Hawker's parents, William and Julia, and her sister Louise, also said that they had received a letter of condolence from the parents of Ichihashi. "They said they were very sorry for what their son had done and hoped that he would atone for his crime," said Julia.
Asked about the lack of progress by police to catch Ichihashi, William said: "We are very disappointed at it, obviously. Personally I hope he's alive and that he is caught shortly so that he can be brought to justice. As a parent of Lindsay, I'd like to appeal to all parents...and all honest, working people of Japan to look for this man. This man is a misfit. He's a loner. He is distanced from his own family.
"This evil man must be caught so that other British people can come to your country and hopefully work in safety," he said. "Lindsay loved working in your country. She loved teaching."
He also unveiled a T-shirt bearing Ichihashi's photo and the Japanese for "I can't sleep until he is caught," printed on them. "Three months ago, I showed a lot of you the photo of my daughter, which I still have, but the most important photo today is of this evil man who murdered, brutally murdered, my daughter," he said.

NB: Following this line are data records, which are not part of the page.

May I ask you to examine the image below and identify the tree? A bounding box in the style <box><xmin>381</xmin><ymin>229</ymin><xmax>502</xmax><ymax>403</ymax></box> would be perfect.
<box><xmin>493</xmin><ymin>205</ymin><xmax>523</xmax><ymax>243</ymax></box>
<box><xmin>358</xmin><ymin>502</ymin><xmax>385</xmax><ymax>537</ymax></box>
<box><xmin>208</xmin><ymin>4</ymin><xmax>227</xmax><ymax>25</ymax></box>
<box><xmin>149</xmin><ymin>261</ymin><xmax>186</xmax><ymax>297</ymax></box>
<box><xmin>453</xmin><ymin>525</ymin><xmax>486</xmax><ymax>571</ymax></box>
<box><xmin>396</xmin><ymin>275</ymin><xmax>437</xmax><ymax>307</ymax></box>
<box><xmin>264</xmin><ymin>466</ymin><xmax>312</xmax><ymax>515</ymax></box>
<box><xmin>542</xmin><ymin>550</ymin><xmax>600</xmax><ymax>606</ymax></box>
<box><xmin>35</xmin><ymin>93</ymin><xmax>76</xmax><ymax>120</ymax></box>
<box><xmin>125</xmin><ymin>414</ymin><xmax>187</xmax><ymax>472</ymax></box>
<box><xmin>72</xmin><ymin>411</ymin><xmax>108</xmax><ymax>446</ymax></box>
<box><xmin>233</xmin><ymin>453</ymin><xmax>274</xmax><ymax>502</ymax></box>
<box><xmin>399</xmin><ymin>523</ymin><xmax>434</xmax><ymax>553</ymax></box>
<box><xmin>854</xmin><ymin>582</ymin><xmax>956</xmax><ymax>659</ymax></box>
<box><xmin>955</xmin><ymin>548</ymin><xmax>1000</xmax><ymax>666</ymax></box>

The Hawkers plan to appear on a weekend Japanese television show featuring a phone-in to gather fresh information on the case.
"When you are living 12,000 miles away, it's difficult to gain information. We've come back to Japan to raise the profile, to hopefully remind somebody somewhere that Ichihashi is still at large," said Julia.

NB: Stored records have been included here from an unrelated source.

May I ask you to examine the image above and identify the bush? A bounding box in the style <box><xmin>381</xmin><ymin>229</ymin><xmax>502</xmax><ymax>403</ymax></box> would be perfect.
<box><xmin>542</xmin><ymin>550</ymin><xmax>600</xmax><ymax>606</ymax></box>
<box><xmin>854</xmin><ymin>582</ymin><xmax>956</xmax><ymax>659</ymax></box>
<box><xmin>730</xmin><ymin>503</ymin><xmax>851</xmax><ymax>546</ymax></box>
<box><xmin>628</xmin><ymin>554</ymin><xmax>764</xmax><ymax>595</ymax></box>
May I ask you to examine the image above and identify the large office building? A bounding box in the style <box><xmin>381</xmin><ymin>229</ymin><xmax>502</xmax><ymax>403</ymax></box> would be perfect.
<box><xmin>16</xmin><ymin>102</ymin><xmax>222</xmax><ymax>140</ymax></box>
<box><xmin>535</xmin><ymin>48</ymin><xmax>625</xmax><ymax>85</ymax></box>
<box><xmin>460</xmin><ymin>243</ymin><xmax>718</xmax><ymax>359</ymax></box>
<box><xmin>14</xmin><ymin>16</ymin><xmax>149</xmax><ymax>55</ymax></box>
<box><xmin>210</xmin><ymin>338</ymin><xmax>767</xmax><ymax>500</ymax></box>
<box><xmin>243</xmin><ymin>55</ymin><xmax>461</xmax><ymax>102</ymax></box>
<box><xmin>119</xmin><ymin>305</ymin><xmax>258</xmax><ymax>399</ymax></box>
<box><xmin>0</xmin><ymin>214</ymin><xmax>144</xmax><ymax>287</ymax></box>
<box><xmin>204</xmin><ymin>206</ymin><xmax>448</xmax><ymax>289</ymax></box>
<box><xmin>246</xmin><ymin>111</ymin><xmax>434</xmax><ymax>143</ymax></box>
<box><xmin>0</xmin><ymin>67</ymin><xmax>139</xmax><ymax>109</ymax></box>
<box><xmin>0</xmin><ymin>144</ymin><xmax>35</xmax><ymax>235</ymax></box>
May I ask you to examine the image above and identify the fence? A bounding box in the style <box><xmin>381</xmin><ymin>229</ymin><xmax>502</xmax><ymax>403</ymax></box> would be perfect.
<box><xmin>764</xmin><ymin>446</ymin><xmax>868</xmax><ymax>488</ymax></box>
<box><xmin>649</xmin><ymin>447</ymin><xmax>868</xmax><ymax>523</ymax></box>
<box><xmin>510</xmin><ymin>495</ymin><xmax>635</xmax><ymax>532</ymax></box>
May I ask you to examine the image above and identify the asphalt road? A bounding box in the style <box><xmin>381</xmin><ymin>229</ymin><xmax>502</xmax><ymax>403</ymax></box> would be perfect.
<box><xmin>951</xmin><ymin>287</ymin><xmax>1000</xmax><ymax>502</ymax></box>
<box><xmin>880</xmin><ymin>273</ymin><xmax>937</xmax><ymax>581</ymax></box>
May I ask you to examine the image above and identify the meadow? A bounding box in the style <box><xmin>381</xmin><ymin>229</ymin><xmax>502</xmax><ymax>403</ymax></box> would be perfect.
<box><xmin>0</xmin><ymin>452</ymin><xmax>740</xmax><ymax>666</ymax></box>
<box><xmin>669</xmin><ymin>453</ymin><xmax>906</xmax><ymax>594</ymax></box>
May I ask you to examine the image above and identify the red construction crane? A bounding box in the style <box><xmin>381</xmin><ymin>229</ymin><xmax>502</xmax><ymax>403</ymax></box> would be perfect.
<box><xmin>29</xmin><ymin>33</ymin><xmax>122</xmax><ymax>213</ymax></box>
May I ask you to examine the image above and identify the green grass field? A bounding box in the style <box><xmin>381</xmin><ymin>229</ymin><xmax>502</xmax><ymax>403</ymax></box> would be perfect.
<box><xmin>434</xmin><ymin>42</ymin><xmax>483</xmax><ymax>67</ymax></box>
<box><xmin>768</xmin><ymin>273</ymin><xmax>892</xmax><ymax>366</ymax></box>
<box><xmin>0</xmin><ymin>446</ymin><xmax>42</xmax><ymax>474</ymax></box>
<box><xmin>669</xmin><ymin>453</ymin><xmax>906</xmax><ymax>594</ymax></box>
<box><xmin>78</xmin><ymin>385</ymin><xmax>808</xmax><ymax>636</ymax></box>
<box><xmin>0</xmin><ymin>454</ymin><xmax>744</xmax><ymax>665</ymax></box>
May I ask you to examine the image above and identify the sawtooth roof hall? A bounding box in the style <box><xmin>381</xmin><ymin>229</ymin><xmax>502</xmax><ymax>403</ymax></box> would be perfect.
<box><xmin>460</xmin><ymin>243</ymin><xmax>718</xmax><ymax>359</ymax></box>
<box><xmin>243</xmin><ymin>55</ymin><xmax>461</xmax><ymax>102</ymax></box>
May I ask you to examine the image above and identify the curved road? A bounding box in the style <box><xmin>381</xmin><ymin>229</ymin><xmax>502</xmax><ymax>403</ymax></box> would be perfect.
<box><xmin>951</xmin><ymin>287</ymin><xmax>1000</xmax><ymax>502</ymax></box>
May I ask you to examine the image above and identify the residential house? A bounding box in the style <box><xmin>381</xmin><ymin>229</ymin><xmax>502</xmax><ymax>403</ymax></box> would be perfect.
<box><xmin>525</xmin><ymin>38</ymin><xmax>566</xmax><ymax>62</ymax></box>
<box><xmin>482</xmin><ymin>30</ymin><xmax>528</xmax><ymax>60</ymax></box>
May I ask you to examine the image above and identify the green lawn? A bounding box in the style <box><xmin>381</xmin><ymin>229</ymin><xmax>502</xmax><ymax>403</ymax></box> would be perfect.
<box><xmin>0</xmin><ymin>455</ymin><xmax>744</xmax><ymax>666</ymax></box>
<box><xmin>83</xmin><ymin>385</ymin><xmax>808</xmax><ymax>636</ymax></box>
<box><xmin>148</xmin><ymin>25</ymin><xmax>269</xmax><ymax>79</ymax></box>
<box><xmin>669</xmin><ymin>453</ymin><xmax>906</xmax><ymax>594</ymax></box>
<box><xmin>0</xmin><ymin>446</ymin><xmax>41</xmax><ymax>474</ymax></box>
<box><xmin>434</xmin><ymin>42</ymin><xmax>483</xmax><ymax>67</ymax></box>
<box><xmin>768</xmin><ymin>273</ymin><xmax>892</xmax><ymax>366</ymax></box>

"We want him captured. We feel we owe it to Lindsay, and that's the very least we can do. We've been helped tremendously over the last three months by the British police, by the Japanese police who have worked tirelessly and by the embassy staff both in Japan and in London. But we now need help from the Japanese people. We need leads. We need possible sightings and we need information."
Louise expressed concern that Ichihashi might commit a similar crime again if he continues to be on the loose.

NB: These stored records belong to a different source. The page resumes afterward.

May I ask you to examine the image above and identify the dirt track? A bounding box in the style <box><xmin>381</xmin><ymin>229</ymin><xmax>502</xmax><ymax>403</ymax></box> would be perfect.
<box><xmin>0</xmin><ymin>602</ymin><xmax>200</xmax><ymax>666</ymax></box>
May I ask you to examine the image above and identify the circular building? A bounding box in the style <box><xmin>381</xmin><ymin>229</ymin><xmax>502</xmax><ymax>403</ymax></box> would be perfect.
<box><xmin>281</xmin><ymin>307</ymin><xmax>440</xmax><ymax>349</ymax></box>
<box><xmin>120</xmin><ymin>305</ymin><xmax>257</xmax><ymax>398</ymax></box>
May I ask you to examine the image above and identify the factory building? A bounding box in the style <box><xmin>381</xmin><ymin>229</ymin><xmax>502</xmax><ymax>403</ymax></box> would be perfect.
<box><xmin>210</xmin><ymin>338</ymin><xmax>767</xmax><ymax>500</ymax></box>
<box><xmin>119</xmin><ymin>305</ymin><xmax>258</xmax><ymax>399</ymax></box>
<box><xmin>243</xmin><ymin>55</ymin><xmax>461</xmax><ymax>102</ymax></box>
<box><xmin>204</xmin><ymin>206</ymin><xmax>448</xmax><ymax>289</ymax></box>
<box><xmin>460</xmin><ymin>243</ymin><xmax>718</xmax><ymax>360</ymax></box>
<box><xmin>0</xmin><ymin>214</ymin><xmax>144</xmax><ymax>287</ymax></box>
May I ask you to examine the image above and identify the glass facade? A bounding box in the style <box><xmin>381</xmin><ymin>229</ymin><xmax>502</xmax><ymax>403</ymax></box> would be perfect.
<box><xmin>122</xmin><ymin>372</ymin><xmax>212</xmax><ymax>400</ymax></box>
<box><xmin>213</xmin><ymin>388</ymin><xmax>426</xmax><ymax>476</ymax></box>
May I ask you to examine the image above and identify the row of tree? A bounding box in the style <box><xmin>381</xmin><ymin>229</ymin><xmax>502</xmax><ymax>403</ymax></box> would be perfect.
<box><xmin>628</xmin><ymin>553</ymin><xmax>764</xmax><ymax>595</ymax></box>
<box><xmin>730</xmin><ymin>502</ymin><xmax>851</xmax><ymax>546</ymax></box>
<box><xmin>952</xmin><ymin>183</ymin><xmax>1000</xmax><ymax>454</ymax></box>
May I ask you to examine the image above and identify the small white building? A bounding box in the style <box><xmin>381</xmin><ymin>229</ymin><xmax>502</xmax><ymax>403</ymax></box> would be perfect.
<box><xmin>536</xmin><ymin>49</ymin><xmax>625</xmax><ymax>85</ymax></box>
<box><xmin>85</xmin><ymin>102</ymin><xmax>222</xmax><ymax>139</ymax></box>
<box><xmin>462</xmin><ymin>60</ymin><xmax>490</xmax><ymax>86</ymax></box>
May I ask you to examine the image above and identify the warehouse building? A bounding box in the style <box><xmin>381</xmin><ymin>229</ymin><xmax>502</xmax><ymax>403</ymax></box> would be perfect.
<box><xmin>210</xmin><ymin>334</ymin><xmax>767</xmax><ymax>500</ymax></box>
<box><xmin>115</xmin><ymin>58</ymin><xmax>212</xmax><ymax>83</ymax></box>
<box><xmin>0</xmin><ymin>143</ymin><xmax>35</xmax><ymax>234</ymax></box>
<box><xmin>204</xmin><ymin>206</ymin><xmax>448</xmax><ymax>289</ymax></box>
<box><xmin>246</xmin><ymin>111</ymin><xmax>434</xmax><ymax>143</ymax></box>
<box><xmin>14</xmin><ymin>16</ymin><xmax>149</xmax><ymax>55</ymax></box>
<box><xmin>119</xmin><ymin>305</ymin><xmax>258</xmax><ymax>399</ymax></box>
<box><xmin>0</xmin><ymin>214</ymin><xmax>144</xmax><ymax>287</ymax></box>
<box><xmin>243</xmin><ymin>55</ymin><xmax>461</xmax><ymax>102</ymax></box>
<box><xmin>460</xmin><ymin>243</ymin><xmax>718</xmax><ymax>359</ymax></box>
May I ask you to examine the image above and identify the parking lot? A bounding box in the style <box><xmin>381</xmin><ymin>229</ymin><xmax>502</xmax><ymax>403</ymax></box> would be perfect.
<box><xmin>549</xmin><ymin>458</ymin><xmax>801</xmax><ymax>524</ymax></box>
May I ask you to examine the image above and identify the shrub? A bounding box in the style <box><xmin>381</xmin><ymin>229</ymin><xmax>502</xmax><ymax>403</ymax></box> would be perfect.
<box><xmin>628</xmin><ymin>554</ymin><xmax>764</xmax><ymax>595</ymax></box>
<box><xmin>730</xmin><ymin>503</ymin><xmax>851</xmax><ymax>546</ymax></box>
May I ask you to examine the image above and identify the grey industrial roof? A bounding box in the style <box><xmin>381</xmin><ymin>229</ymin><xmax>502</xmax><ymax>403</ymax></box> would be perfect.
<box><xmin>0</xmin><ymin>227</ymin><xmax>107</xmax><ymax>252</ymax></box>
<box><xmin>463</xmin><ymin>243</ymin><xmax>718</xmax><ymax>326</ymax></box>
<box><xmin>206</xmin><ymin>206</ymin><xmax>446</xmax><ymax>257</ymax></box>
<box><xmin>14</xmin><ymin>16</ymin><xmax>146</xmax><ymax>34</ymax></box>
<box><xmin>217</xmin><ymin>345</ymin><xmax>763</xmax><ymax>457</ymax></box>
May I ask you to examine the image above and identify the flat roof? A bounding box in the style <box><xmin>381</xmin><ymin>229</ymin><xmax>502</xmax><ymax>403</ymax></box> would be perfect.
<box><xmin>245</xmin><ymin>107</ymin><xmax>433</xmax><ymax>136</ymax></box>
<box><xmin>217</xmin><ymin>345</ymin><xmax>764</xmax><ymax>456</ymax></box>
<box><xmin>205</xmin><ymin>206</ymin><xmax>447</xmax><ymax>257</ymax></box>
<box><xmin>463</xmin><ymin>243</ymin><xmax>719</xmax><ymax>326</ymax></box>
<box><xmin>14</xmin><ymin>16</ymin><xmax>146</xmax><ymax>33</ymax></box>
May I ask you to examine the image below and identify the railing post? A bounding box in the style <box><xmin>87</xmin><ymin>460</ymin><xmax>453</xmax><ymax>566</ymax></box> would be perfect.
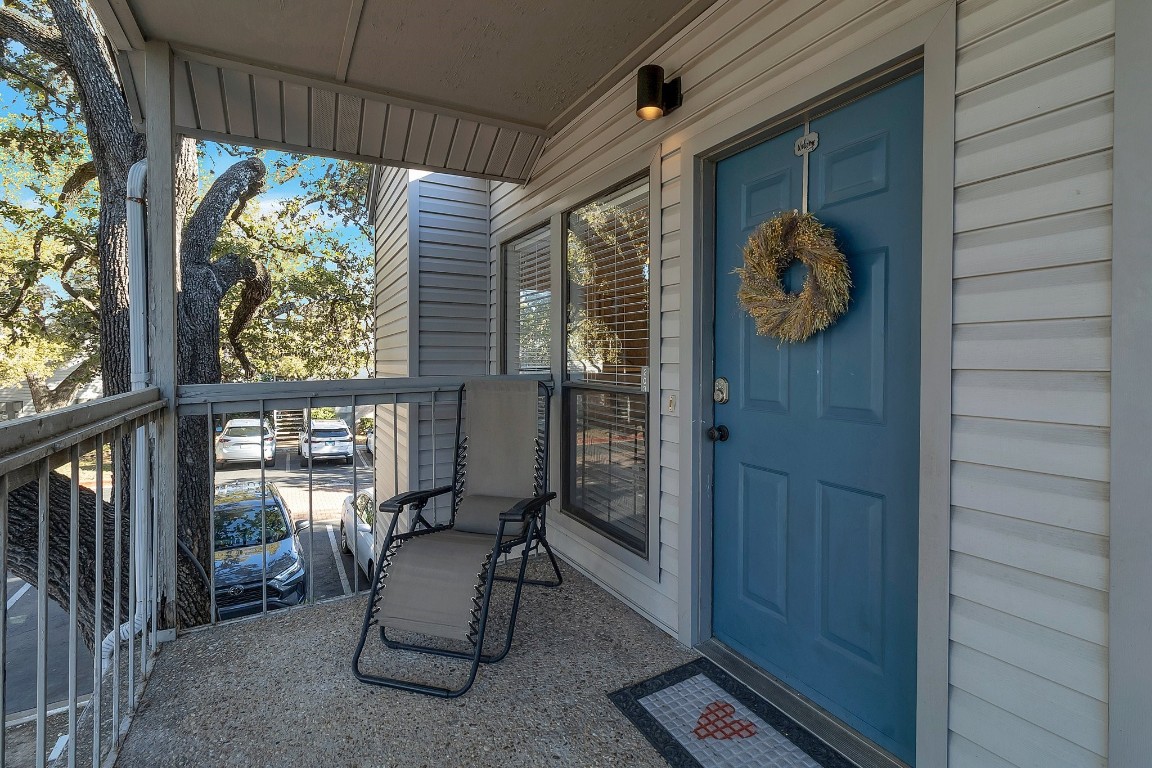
<box><xmin>144</xmin><ymin>41</ymin><xmax>180</xmax><ymax>629</ymax></box>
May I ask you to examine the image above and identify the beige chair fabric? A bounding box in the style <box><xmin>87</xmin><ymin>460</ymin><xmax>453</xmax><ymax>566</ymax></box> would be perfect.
<box><xmin>377</xmin><ymin>531</ymin><xmax>495</xmax><ymax>640</ymax></box>
<box><xmin>455</xmin><ymin>379</ymin><xmax>539</xmax><ymax>534</ymax></box>
<box><xmin>378</xmin><ymin>380</ymin><xmax>539</xmax><ymax>640</ymax></box>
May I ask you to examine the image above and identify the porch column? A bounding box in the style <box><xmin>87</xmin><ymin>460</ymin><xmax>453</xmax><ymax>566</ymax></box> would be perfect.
<box><xmin>1108</xmin><ymin>0</ymin><xmax>1152</xmax><ymax>766</ymax></box>
<box><xmin>144</xmin><ymin>41</ymin><xmax>179</xmax><ymax>639</ymax></box>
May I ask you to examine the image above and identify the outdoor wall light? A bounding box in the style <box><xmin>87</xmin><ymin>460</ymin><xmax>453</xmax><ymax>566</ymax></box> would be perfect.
<box><xmin>636</xmin><ymin>64</ymin><xmax>683</xmax><ymax>120</ymax></box>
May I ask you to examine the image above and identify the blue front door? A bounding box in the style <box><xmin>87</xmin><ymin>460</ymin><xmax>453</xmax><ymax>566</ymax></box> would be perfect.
<box><xmin>712</xmin><ymin>75</ymin><xmax>924</xmax><ymax>763</ymax></box>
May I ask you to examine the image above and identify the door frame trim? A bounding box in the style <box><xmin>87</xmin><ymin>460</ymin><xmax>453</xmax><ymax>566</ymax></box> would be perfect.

"The suspect had no intention of ever giving up or even running away from the scene of the crime or ever feeling any remorse for what he did. He had all intention...to stay living in that flat with that body in the sand," Louise said.
"In my opinion, this man is going to hurt someone again, and whether it's a Western person or not, he could hurt anyone and needs to be caught immediately," she said.
Police said Friday they have received more than 1,000 tips and questioned 150 people. In an attempt to kickstart their stalled investigation, police have offered a 1 million yen reward for information leading to the arrest of Ichihashi. Police officers handed out wanted posters at Chiba, Gyotoku, Shinjuku, Ikebukuro and other train stations in the afternoon.
Julia urged people in Japan to provide any information they have on the suspect, however minute, to the police or on a website on Lindsay's case at www.lindsayannhawker.com.